# What is the cutoff time for Lyft to be on the daily summary



## Bobhopenut

Lets just say I start working every night for Lyft at midnight and I am doing Lyfts all morning long, what is the cutoff time for the last ride to show up on the daily driver summary? I get my daily driver summary every morning at 8:15 california time but I am just wondering what is the cutoff time that rides will show up on the daily summary. Thanks Bobhopenut


----------



## diggable

I've driven up to 3 AM, so far it's in the summary. I'm curious about it also.


----------



## LookyLou

4:59am daily and pay period ends Monday morning at 4:59am. Pay is usually deposited on Wednesday.


----------



## Bobhopenut

I just gave a ride this morning at 7:25am and then 45 minutes later it was on my daily summary. I am not sure what is going on.

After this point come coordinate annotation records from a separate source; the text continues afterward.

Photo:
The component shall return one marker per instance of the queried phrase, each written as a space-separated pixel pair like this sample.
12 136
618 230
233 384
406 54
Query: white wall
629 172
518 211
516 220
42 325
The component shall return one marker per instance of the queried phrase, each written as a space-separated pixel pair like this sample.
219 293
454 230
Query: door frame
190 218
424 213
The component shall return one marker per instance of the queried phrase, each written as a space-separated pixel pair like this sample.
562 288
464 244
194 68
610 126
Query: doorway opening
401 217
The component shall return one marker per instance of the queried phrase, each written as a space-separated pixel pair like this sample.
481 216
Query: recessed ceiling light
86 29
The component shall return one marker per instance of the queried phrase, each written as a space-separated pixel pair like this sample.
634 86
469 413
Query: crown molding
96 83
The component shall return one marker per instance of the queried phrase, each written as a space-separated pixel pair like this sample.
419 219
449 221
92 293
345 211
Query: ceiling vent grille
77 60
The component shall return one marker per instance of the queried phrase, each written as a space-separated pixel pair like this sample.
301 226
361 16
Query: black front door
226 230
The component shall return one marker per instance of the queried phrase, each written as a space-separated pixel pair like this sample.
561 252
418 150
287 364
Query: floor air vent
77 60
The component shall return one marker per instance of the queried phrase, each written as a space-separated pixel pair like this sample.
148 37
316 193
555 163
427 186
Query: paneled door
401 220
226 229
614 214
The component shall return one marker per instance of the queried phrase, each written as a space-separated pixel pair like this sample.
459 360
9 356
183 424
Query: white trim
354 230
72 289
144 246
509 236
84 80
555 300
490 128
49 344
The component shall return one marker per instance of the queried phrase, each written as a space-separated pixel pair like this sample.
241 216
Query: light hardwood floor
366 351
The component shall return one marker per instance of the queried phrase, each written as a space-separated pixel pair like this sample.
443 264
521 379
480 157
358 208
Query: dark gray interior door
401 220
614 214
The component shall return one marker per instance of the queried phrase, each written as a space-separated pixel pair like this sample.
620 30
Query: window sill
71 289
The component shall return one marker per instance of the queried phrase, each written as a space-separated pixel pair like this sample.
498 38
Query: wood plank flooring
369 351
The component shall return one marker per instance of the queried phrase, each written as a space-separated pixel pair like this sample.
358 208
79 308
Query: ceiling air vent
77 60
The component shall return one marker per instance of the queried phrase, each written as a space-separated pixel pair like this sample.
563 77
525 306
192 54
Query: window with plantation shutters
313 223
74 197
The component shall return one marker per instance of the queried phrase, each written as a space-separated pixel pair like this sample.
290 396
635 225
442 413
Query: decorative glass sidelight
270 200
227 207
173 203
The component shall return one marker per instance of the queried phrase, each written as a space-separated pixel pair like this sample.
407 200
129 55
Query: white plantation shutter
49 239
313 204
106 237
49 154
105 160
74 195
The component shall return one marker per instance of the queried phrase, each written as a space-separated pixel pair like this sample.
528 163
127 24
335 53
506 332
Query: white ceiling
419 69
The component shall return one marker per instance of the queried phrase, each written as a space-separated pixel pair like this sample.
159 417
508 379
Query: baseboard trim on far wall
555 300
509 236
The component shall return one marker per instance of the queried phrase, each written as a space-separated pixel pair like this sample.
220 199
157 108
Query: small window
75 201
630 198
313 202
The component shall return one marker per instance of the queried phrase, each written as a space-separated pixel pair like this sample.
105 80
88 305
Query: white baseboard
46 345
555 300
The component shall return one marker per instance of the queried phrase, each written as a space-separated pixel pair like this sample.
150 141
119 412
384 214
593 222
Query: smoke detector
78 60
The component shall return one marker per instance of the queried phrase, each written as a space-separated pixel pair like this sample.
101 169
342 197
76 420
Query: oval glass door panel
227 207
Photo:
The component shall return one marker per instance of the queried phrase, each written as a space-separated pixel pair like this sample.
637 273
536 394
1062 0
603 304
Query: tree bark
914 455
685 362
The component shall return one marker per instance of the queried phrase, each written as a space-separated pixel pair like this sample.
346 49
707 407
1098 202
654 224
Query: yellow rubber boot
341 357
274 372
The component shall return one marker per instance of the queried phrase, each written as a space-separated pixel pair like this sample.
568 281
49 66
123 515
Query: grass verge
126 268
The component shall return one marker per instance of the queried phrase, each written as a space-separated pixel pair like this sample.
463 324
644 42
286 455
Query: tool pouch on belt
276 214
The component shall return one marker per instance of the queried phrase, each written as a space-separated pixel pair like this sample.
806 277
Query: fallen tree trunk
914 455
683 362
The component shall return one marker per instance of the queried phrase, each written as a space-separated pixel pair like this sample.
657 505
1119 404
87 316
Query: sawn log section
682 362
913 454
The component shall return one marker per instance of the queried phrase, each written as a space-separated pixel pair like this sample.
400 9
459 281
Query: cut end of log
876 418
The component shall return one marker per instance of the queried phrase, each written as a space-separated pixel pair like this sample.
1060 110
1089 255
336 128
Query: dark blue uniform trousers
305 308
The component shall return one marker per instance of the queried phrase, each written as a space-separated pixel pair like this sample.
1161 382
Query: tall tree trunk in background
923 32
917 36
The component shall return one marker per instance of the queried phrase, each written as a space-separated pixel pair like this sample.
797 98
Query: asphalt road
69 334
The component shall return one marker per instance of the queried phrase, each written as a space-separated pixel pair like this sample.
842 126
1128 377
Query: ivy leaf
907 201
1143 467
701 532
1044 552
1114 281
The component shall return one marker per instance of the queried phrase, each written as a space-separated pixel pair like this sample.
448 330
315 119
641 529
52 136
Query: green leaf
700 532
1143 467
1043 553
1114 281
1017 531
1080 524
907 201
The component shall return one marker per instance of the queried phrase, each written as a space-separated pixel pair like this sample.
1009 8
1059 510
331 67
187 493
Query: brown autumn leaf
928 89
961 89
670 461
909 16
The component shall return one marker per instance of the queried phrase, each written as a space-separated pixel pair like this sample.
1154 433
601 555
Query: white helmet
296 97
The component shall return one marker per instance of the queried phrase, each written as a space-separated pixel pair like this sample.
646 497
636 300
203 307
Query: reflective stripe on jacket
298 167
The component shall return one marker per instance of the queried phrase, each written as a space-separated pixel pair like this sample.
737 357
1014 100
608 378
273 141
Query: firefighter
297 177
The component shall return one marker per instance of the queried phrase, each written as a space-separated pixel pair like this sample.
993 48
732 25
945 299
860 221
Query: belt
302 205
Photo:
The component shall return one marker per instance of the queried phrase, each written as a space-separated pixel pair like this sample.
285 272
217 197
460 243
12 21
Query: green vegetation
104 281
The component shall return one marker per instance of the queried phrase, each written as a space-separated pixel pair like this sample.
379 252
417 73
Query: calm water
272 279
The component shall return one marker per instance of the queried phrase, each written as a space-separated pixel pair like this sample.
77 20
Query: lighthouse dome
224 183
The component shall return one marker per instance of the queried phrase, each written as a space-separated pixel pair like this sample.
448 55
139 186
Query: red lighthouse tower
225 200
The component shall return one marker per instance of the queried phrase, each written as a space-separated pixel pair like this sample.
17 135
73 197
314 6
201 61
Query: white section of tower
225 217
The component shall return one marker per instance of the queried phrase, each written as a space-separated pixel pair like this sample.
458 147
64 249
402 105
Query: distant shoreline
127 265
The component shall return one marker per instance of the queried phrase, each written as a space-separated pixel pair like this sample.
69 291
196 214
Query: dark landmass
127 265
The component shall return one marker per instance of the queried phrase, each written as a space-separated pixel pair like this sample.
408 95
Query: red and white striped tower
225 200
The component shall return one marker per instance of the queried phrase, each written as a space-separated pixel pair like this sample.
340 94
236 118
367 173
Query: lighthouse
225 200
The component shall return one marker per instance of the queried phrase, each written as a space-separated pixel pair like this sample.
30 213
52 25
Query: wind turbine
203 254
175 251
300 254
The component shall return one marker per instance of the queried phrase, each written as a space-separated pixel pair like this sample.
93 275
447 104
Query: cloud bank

I don't care when it shows up, just that it shows up.


----------



## driveLA

the cut off time to get paid is 5am. 

i've started doing rides just before to make those extra dollars before the pay period ends on both uber and lyft.

uber cut off is 4am.

also ive taken rides that lasted until a few minutes after the cut off on both and gotten paid for them on that pay period.


----------



## Doodle

Bobhopenut said:


> I just gave a ride this morning at 7:25am and then 45 minutes later it was on my daily summary. I am not sure what is going on. I don't care when it shows up, just that it shows up.


That's strange. In my experience, it's 4:59am for Lyft. I have had rides that started before the cut off time and ended after 5am and still count as the day before in my summary.


----------